A number of economists expressed shock that Moore could soon be on the Fed board, which can have as many as seven members.
“This is the first genuinely bad Trump pick for the Fed,” tweeted Justin Wolfers, an economics professor at the University of Michigan. “He hasn’t gotten a thing right in twenty years, (check the record), and the Senate should not confirm him.”
Moore has flip-flopped on his views about the Fed since Trump was elected. When Barack Obama was in office and the country was trying to climb out of the Great Recession, Moore called for tighter monetary policy because he feared hyperinflation from the Fed’s low interest rates at the time.
Once Trump took office, Moore began calling for lower interest rate.
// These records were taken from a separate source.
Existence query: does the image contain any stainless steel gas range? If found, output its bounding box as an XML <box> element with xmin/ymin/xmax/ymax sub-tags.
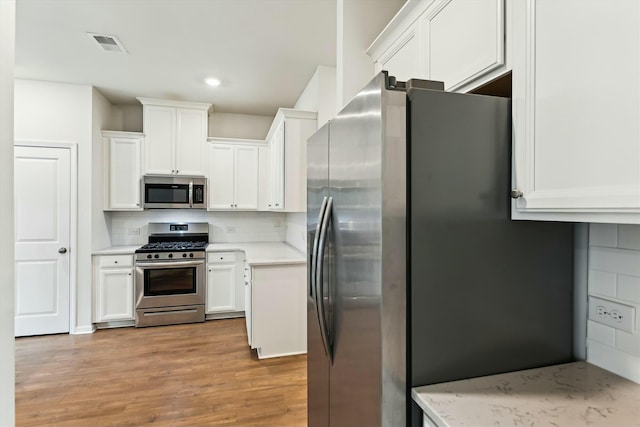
<box><xmin>135</xmin><ymin>223</ymin><xmax>209</xmax><ymax>327</ymax></box>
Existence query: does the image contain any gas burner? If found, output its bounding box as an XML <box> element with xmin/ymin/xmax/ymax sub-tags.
<box><xmin>136</xmin><ymin>241</ymin><xmax>208</xmax><ymax>253</ymax></box>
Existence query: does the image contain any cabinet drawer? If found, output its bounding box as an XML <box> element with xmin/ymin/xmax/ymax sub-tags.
<box><xmin>207</xmin><ymin>252</ymin><xmax>236</xmax><ymax>264</ymax></box>
<box><xmin>100</xmin><ymin>255</ymin><xmax>133</xmax><ymax>267</ymax></box>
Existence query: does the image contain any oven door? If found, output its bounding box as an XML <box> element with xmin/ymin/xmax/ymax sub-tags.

The Fed has interest rates at a range of 2.25 to 2.5 percent, the highest level in a decade, but low by historical standards.
Moore has argued that the economy is experiencing deflation, in which prices fall, but the Commerce Department’s inflation metrics show that prices are rising about 1.5 percent a year. He has also called for the Fed to try to intervene to keep commodity prices such as soybeans more stable, even though soybean prices fell sharply last year largely because of Trump’s trade war with China.
If confirmed, Moore would not be able to single-handedly lower interest rates or change other Fed policies. Major Fed decisions are made by a committee of up to 12 members — the seven governors nominated by the White House and five heads of regional Fed banks who are chosen by those communities.
“One voice does not determine Fed decisions,” said Diane Swonk, chief economist at Grant Thornton.